自分の物にはならないだろうこの男の感覚が自分に刻み込まれてしまったことが少し悔しい。
煉「触れたら分かると、それはすごいな」
「分かる程に私を幾度となく救ってくれているのです。これからは守られるばかりではないように精進します」
私たちはいつ死ぬか分からないのですから。
いつかしのぶが言っていた言葉が思い起こされる。そうだ、柱である自分は勿論だが、隠となる月奈も危険な任務に同行することになる。

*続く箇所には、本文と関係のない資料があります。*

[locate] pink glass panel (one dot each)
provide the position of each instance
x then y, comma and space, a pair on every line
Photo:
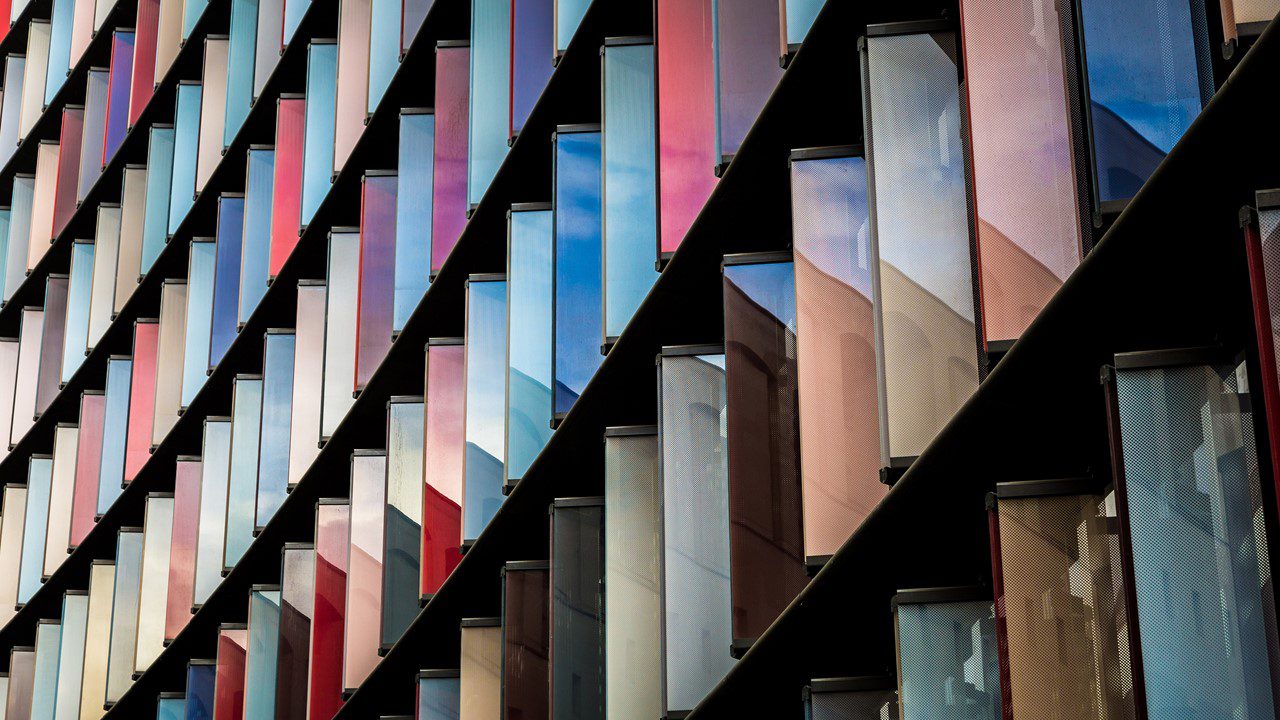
449, 183
88, 458
365, 566
182, 552
686, 115
287, 186
1023, 174
333, 525
443, 447
376, 274
142, 392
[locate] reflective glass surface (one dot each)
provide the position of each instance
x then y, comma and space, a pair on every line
696, 598
926, 355
319, 135
579, 292
485, 405
376, 273
414, 213
273, 454
529, 338
403, 516
630, 176
490, 94
242, 478
231, 232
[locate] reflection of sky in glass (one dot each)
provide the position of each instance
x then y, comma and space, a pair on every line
186, 146
242, 477
200, 302
630, 177
114, 431
414, 214
318, 137
485, 404
579, 294
490, 94
231, 232
1144, 85
273, 456
529, 337
256, 237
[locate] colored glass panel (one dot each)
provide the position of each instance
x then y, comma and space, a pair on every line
412, 213
530, 319
579, 286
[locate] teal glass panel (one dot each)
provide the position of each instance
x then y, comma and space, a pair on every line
529, 340
630, 203
318, 136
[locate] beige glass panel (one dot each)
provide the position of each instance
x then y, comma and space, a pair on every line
106, 253
42, 203
101, 588
133, 205
173, 329
213, 109
307, 379
58, 534
480, 674
154, 593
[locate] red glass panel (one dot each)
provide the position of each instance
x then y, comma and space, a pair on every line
88, 458
182, 552
229, 680
142, 392
68, 167
144, 57
365, 566
374, 305
287, 185
333, 525
686, 115
443, 449
449, 185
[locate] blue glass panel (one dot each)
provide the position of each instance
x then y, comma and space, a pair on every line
414, 214
242, 481
485, 404
200, 301
45, 686
200, 691
947, 660
59, 48
438, 697
1193, 505
40, 479
240, 67
260, 661
318, 136
568, 14
231, 232
78, 288
186, 145
490, 94
155, 222
529, 338
579, 292
383, 55
19, 229
172, 709
1147, 78
630, 181
273, 460
110, 474
256, 237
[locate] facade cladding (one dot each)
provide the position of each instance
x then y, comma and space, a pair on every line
389, 374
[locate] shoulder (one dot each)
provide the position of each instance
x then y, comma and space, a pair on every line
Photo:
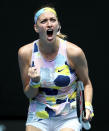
26, 49
73, 50
25, 52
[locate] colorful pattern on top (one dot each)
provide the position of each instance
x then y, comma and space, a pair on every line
57, 93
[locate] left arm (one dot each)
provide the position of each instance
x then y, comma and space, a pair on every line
79, 62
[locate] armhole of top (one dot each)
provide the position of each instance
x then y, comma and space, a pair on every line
32, 56
65, 44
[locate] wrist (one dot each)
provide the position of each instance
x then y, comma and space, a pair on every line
34, 84
89, 106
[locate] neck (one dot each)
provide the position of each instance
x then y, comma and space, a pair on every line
49, 48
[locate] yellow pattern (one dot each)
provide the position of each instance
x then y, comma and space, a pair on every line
42, 114
55, 87
64, 70
35, 86
73, 96
52, 98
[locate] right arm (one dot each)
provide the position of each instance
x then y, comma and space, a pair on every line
24, 59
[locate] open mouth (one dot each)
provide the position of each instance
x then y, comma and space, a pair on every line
49, 32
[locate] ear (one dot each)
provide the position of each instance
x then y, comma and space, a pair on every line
36, 28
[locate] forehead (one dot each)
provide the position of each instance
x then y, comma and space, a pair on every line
47, 14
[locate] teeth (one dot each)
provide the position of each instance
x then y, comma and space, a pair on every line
49, 30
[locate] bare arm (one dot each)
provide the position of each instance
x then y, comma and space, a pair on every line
79, 63
24, 58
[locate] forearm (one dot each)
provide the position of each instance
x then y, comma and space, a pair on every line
88, 92
31, 92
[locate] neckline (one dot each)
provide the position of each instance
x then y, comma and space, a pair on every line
42, 55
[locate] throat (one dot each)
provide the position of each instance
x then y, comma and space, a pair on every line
49, 51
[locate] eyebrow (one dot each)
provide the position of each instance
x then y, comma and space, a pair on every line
47, 18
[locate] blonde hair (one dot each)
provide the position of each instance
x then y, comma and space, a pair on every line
37, 13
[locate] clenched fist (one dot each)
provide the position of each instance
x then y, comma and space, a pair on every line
34, 74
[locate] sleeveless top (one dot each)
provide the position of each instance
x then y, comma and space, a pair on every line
57, 93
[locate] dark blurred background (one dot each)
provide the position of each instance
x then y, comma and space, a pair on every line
78, 21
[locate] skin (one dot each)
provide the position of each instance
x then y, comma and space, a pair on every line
49, 48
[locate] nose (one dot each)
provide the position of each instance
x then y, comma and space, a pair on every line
49, 24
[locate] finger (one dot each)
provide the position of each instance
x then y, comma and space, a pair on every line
33, 64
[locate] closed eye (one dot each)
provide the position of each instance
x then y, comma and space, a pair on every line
44, 21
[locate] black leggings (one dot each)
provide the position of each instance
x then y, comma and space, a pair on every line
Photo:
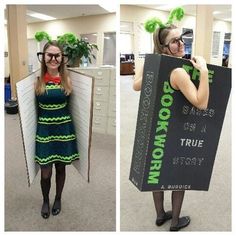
46, 174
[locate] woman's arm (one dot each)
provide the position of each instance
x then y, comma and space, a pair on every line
138, 75
180, 80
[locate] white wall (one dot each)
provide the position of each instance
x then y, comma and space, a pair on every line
99, 24
6, 59
222, 27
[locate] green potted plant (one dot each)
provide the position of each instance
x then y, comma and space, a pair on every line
74, 47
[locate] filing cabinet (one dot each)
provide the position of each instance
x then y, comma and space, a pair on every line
104, 99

煉「あぁ、是非精進してくれ。でもあまり強くなり過ぎても困る。たまには俺に守らせてくれ」
苦笑する杏寿郎に、月奈は落ち着いてきた心拍が跳ねる。熱が上がったのではないかと心配になる程に顔が熱くなる。
「では、杏寿郎様を守れる程に強くなることを目標と致しましょうか」
揶揄うように微笑む月奈に、それは困るな。と眉を下げて微笑み返す杏寿郎。
煉「…長く起こしてしまったな。ゆっくり休んでくれ」
「私こそ引き留めてしまいましたね。なんだか離れがたくて…申し訳ありません」
握った手を離そうと力を抜くと、杏寿郎の手に握りしめられる。気にするな、と頭を撫でられゆっくりと眠りに誘われていく。
煉「…お休み月奈」
よい夢を見られるように、そう呟くと頭を撫でていた手が瞼を覆った。温かなその手は、熱で荒い呼吸を忘れさせるほどの安心を月奈に与えた。